Spell Correctors

This package supports the use of spell correctors, because typos are very common in relatively short text data.

There are two types of spell correctors provided: the one described by Peter Norvig (using n-grams Bayesian method), and another by Keisuke Sakaguchi and his colleagues (using semi-character level recurrent neural network).

>>> import shorttext

We use the Norvig’s training corpus as an example. To load it,

>>> from urllib.request import urlopen
>>> text = urlopen('https://norvig.com/big.txt').read()

The developer just has to instantiate the spell corrector, and then train it with a corpus to get a correction model. Then one can use it for correction.

Norvig

Peter Norvig described a spell corrector based on Bayesian approach and edit distance.
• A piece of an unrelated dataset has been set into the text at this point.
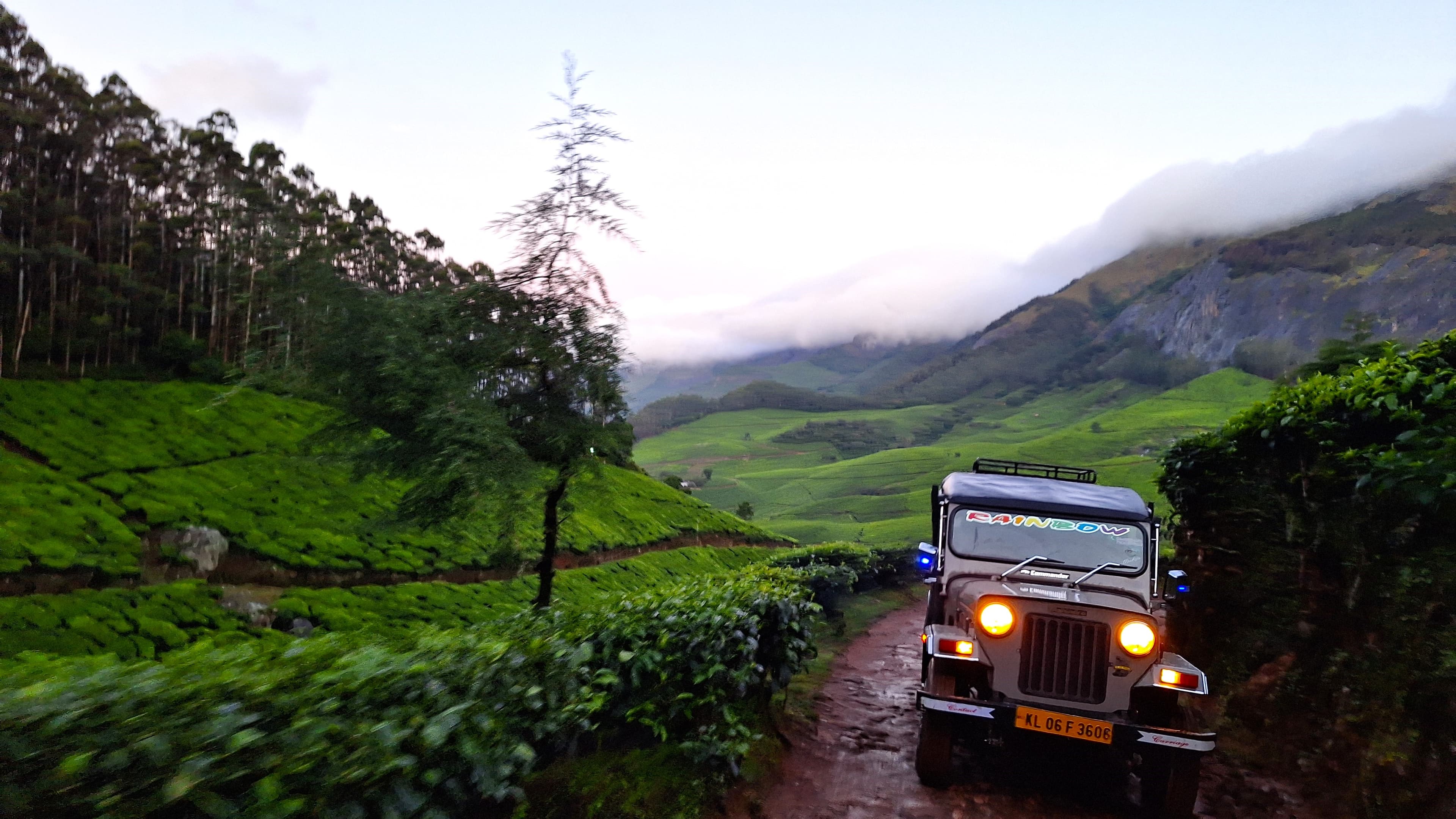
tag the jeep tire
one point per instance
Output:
(1170, 783)
(932, 756)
You can refer to his blog for more information.

>>> norvig_corrector = shorttext.spell.NorvigSpellCorrector()
>>> norvig_corrector.train(text)
>>> norvig_corrector.correct('oranhe')   # gives "orange"
class shorttext.spell.norvig.NorvigSpellCorrector[source]

Bases: SpellCorrector

Spell corrector based on Peter Norvig’s algorithm.
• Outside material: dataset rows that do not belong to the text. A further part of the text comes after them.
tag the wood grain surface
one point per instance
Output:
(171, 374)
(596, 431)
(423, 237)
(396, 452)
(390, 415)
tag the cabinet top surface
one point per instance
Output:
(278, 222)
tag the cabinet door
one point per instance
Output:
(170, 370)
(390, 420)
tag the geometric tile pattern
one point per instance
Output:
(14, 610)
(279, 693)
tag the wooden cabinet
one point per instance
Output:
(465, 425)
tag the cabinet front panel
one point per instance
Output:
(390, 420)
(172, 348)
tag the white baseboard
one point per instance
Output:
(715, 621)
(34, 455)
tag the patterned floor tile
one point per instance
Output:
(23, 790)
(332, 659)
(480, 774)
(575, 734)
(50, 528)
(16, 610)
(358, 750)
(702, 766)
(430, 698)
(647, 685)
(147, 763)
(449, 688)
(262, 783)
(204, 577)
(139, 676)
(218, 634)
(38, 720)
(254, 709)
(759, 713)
Uses word frequency counts to suggest corrections for misspelled words by finding edits that exist in the vocabulary.

Reference:

https://norvig.com/spell-correct.html

__init__()[source]

Initialize the spell corrector.

train(text: str) None[source]

Train on a text corpus.

Builds a word frequency dictionary from the input text.

Args:

text: Training text corpus.

P(word: str) float[source]

Compute word probability from the training corpus.

Args:

word: Word to get probability for.

Returns:

Probability of the word appearing in the corpus.

correct(word: str) str[source]

Recommend spelling correction for a word.

Args:

word: Word to correct.

Returns:

Most likely correction, or the original word if no better option.
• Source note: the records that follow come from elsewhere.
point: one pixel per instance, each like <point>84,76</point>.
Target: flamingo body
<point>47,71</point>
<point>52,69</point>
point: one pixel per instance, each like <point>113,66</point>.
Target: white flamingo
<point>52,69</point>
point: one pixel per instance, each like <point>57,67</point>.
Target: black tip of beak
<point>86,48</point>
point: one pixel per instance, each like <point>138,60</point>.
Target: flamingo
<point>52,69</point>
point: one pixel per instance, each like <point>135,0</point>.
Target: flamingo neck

known(words: list[str]) set[str][source]

Filter words found in the training vocabulary.

Args:

words: List of words to check.

Returns:

Subset of words that appear in the training corpus.

candidates(word: str) Generator[str, None, None][source]

Generate spelling correction candidates.

Checks exact match, then edits of distance 1 and 2.

Args:

word: Word to find candidates for.

Yields:

Viable correction candidates.

Reference

Peter Norvig, “How to write a spell corrector.” (2016) [Norvig]